Security Guide for the AI Coding Era
Developers who use AI coding assistants write code faster — and ship more security vulnerabilities while feeling more confident their code is safe. This is the AI security paradox, and it is the starting point for everything in this guide.
AI tools like Claude Code can now explore your full codebase — reading files, grepping for symbols, and tracing dependencies across modules. But capability isn't the same as guarantee. They may not proactively audit every security implication unless prompted, their suggestions still reflect patterns common in training data (which skew permissive), and they can occasionally hallucinate package names that attackers have pre-registered with malicious payloads. The gap isn't visibility anymore — it's judgment about what to verify and when. Understanding where that judgment falls short is what lets you catch issues before they ship.
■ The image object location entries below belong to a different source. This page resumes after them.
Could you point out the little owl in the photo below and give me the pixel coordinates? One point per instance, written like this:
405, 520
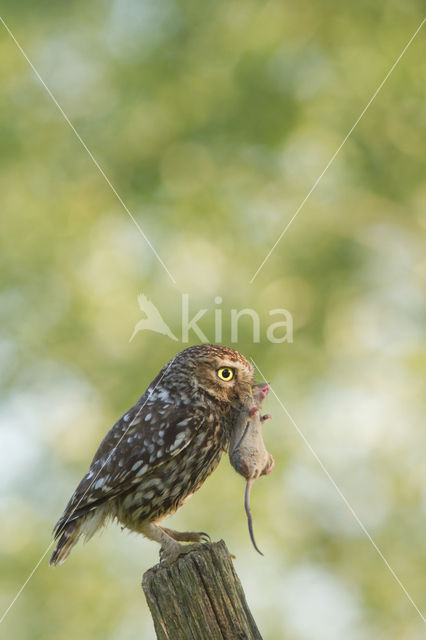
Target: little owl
161, 451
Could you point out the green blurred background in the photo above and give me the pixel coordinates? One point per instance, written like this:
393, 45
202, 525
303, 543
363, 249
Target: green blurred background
213, 120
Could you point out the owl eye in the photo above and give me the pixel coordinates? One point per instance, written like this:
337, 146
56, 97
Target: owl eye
225, 373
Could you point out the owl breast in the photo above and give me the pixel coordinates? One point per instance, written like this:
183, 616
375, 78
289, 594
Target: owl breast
172, 483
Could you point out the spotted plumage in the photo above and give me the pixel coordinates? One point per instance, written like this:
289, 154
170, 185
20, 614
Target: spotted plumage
161, 451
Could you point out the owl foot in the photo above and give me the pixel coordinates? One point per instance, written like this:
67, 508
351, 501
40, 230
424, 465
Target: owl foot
170, 553
187, 536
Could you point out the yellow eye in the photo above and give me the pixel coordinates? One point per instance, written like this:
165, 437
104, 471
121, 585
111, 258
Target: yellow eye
225, 373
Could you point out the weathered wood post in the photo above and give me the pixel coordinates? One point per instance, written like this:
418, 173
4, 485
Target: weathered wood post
199, 597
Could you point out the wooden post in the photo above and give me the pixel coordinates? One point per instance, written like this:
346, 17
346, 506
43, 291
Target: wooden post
199, 597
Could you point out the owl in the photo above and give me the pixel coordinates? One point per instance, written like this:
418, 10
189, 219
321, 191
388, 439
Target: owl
160, 451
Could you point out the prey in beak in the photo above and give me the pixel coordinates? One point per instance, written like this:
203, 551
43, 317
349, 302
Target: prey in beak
247, 451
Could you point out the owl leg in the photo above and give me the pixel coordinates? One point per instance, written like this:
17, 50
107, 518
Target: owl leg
187, 536
170, 548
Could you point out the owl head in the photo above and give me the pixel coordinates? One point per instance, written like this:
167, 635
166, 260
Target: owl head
221, 372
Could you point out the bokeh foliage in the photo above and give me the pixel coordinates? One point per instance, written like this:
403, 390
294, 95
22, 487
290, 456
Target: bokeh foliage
213, 120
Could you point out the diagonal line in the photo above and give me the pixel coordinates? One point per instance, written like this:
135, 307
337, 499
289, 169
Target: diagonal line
343, 497
92, 157
84, 494
317, 181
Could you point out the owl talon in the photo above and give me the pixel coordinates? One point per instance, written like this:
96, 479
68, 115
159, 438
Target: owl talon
169, 554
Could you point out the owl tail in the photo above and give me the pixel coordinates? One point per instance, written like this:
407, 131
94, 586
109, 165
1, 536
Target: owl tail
68, 538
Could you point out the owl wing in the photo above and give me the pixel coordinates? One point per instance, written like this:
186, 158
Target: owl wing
148, 435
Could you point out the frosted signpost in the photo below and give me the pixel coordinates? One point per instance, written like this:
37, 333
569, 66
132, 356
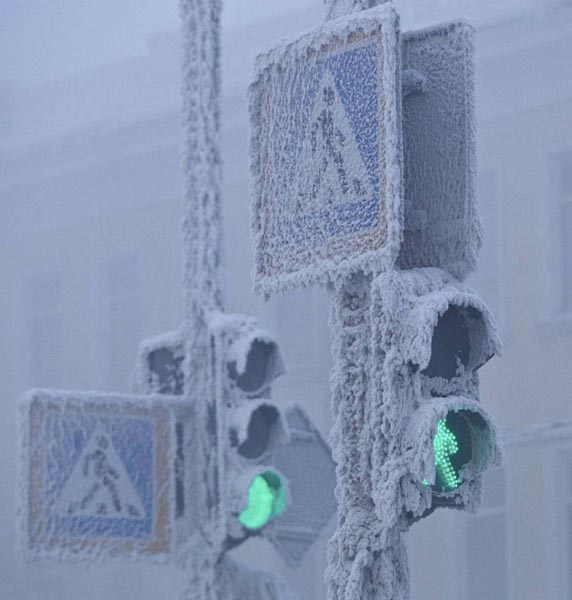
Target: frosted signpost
199, 459
363, 163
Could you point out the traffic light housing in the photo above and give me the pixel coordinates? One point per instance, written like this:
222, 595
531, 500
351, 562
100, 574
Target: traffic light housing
431, 335
270, 463
252, 426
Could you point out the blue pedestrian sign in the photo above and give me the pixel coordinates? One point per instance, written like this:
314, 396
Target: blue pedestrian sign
325, 153
98, 474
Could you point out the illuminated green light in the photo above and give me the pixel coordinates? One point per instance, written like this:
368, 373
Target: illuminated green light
445, 445
266, 500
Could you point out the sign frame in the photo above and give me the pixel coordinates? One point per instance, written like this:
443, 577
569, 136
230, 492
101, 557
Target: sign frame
36, 516
316, 254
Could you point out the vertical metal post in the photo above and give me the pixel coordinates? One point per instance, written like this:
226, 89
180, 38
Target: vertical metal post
366, 560
203, 288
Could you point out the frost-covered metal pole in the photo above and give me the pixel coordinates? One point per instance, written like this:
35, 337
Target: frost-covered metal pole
202, 228
366, 560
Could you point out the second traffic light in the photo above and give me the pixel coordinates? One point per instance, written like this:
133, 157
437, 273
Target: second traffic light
431, 336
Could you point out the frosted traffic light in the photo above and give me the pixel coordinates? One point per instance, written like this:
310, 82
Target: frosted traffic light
431, 336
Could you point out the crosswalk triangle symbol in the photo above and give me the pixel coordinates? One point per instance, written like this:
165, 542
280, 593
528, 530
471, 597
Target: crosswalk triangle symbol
330, 167
99, 485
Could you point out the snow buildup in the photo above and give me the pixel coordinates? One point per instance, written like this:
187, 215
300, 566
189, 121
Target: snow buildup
408, 403
325, 148
98, 475
159, 364
337, 8
238, 582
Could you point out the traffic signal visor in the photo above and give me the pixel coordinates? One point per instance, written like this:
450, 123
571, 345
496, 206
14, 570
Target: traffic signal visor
254, 361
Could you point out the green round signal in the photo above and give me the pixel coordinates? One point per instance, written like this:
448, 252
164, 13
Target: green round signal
266, 500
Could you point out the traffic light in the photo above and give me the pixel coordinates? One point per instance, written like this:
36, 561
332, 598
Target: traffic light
249, 361
431, 335
271, 463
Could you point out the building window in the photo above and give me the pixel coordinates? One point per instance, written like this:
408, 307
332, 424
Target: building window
565, 218
487, 279
43, 299
487, 543
295, 328
122, 291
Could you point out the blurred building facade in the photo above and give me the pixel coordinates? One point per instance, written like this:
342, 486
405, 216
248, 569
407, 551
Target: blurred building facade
90, 240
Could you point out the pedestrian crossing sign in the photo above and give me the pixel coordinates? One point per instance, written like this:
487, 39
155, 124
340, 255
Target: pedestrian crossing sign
98, 474
326, 153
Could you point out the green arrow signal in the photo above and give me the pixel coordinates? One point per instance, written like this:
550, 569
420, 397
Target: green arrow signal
445, 445
266, 500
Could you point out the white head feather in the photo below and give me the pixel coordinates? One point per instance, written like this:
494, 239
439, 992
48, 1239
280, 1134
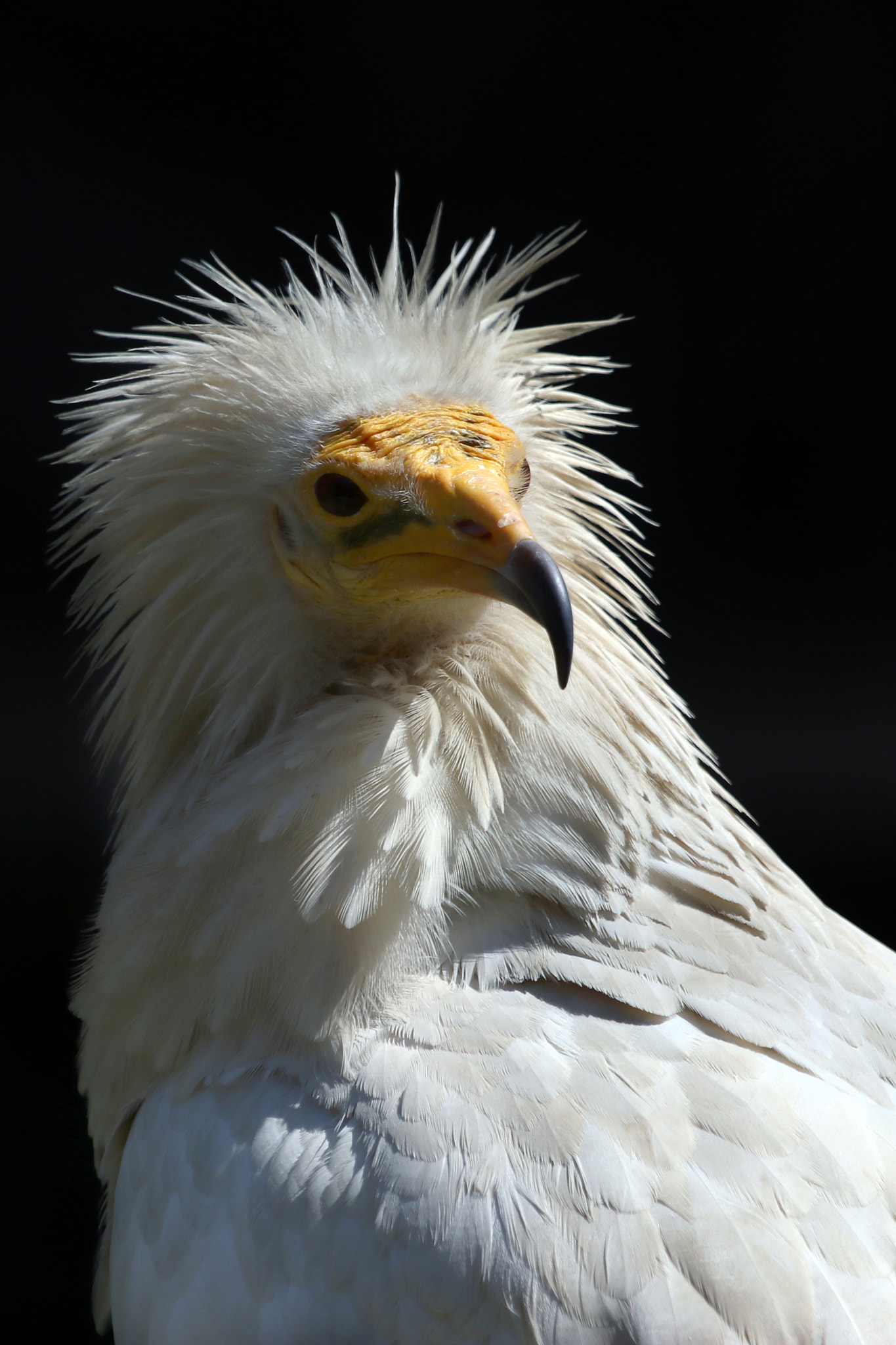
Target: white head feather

This guide covers three distinct threat surfaces:
- AI coding agents (Copilot, Cursor, Claude Code) — the security vulnerabilities these tools consistently introduce into your codebase
- AI features (chatbots, document Q&A, RAG pipelines) — attacks that are unique to applications running LLMs at runtime
- AI agents (tools connected to an LLM that take autonomous actions) — the risks that arise when AI can read files, send emails, or modify infrastructure
General web security (SQL injection, XSS, CORS, authentication) is covered in a companion OWASP guide. This guide focuses on what is new and different in the AI era.
How to Read This Guide#
- Complete beginners: Read all chapters in order. Chapter 1 builds the mental model that the rest of the guide depends on.
- Developers who already use AI coding tools: Skim Chapter 1 for key term definitions, then go directly to Chapters 2–4.
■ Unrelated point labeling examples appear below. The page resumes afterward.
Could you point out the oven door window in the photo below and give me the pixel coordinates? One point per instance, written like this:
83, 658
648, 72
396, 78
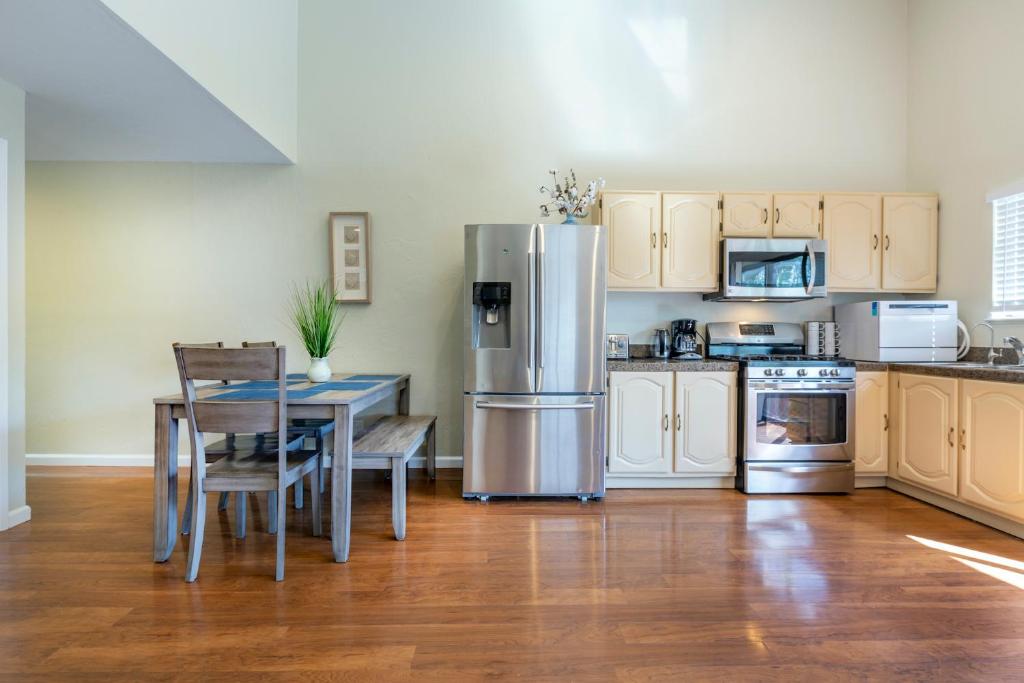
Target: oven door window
801, 418
774, 270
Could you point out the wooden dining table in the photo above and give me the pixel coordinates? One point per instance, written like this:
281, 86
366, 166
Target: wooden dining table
341, 398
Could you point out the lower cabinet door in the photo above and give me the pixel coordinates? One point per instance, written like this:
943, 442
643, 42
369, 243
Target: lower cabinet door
872, 423
927, 444
640, 422
705, 423
992, 446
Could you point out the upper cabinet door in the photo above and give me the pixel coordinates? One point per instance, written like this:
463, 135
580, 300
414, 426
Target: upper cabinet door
689, 241
706, 423
745, 214
634, 221
796, 215
872, 423
910, 238
852, 225
639, 422
992, 442
927, 446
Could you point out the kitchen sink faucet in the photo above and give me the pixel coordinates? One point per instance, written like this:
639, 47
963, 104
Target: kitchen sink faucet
1018, 347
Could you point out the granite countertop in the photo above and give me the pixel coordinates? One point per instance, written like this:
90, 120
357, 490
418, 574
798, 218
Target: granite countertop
998, 373
671, 366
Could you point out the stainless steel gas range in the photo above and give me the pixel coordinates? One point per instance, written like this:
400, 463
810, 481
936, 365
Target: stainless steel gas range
796, 412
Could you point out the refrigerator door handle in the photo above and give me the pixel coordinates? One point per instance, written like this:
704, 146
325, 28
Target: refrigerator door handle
531, 317
539, 340
535, 407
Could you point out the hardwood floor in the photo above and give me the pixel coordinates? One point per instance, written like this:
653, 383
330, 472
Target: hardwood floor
673, 585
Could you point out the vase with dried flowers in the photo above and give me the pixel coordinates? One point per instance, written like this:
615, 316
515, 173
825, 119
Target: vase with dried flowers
567, 200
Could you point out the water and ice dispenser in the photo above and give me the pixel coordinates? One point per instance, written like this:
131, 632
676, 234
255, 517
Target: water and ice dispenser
492, 305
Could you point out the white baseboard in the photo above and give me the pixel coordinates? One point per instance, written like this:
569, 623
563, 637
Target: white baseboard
128, 460
662, 481
18, 516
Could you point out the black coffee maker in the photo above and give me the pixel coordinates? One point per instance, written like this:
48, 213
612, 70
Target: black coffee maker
684, 339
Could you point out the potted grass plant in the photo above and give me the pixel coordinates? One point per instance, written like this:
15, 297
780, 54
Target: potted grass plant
317, 319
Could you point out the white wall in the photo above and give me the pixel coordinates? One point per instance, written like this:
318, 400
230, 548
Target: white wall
967, 138
430, 116
12, 427
245, 52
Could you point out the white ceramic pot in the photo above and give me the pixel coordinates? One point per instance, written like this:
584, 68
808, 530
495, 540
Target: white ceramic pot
318, 371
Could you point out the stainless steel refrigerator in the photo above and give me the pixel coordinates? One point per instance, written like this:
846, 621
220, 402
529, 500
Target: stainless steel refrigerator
535, 369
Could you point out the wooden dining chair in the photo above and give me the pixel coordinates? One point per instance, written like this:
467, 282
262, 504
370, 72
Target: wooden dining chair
307, 427
255, 468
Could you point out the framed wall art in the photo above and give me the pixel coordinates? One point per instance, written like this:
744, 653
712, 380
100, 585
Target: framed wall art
350, 256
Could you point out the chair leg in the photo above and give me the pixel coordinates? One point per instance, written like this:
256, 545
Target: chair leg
271, 512
198, 528
431, 455
282, 511
186, 515
240, 514
314, 494
398, 498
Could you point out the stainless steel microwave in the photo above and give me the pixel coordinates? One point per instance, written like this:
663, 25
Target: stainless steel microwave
772, 270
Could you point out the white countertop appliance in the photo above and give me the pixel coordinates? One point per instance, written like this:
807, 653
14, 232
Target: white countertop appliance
898, 331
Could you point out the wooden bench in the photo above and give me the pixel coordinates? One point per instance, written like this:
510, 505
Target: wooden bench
392, 441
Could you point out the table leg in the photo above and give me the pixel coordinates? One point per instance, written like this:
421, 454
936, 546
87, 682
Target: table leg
341, 483
165, 484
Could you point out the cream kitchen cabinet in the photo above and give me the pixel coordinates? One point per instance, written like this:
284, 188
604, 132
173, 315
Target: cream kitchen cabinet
909, 243
796, 215
634, 221
872, 423
745, 214
689, 242
926, 443
992, 446
852, 225
640, 408
706, 423
672, 424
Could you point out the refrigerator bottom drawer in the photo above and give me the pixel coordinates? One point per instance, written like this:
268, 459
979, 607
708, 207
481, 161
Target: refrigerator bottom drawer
534, 445
798, 477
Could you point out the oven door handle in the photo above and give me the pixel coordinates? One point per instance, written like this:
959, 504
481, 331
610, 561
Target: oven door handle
801, 469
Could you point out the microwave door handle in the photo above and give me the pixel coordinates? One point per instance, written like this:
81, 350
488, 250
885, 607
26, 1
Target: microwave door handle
809, 255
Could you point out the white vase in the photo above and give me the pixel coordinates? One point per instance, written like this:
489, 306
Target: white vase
318, 371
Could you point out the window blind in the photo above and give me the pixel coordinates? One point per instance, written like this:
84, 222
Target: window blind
1008, 255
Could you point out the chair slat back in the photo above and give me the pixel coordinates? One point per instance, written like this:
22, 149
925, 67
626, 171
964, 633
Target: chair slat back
230, 364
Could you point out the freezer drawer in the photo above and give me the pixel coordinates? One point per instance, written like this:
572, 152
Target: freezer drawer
534, 445
797, 478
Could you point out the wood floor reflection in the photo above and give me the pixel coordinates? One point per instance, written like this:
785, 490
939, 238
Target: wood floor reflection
647, 585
- Building an AI-powered app: Chapters 3 and 4 are your priority, with Chapter 5 as your practical takeaway.
🎬 Video Course#
We also have a YouTube channel! There is a dedicated playlist covering AI security topics — if you prefer learning by watching, you can quickly get up to speed on the key concepts from this guide through these videos:
▶️AI Security — YouTube Playlist
Watch the video series to quickly learn the essential AI security concepts covered in this guide.
Learning Path#
Three Threat Surfaces at a Glance#
The cards below introduce one representative vulnerability from each of the guide's three domains. Each chapter goes deeper with more examples, root-cause analysis, and mitigations.
Hardcoded Credentials
HighAI coding agents embed live secrets directly into source code when asked to connect to external services.
The AI generated a database connection with the password written directly into the source file.
Prompt Injection
CriticalMalicious text in user input or retrieved documents hijacks the AI's instructions, overriding its system prompt.
User input is concatenated directly into the prompt. An attacker can inject new instructions after the question.
Excessive Agency
HighAI agents granted more permissions than their task requires can cause catastrophic damage if compromised or hallucinating.
An AI agent is an LLM connected to tools that take real-world actions: a file editor, an email sender, a database client, a code runner. Every tool the agent has access to is a potential attack surface. If the agent is compromised via prompt injection — or simply hallucinates a destructive action — the damage it can cause is exactly equal to the permissions it holds. A customer support agent that also has the ability to delete user records can, through a single injected instruction, wipe the entire database.
OWASP LLM Top 10: 2025#
The OWASP Top 10 for LLM Applications is the threat taxonomy specifically for AI-powered applications. Chapter 3 covers the threats that target your deployed LLM features; Chapter 4 covers the agent-specific entries.
OWASP Top 10 for LLM Applications 2025
| ID | Threat | What It Means for Developers |
|---|---|---|
| LLM01:2025 | Prompt Injection | User input or retrieved content overrides system instructions. The most common LLM attack vector. Covered in Chapter 3. |
| LLM02:2025 | Sensitive Information Disclosure | The model leaks PII, credentials, or training data in its output. Jumped from #6 in 2023. Covered in Chapter 3. |
| LLM03:2025 | Supply Chain | Compromised training data, pre-trained model weights, plugins, or third-party integrations introduce malicious behavior. |
| LLM04:2025 | Data Poisoning | Attackers manipulate training or embedding data to degrade model quality, introduce backdoors, or bias outputs. |
| LLM05:2025 | Improper Output Handling | LLM output passed unsanitized to browsers, databases, or shells enables XSS, SQL injection, or code execution. Covered in Chapter 3. |
| LLM06:2025 | Excessive Agency | Agents with more permissions than needed take destructive actions when compromised or hallucinating. Covered in Chapter 4. |
| LLM07:2025 | System Prompt Leakage | New in 2025. Sensitive business logic or credentials embedded in system prompts are exposed to users. Covered in Chapter 3. |
| LLM08:2025 | Vector and Embedding Weaknesses | RAG-specific: retrieval poisoning and embedding inversion risks. Covered in Chapter 3. |
| LLM09:2025 | Misinformation | Hallucinated but confident-sounding output leads to decisions based on false information — a reliability and safety risk. |
| LLM10:2025 | Unbounded Consumption | Uncontrolled resource usage (tokens, API calls) causes outages or runaway costs. Includes Denial of Wallet attacks. Covered in Chapter 3. |
Source: OWASP Top 10 for Large Language Model Applications 2025 (genai.owasp.org)
Chapters#
Chapter 1 · The AI Security Paradox#
Why Faster Code Isn't Always Safer Code
The counterintuitive finding that AI-assisted developers ship more vulnerabilities while feeling more confident. Builds the mental model for the rest of the guide: AI output is untrusted third-party code.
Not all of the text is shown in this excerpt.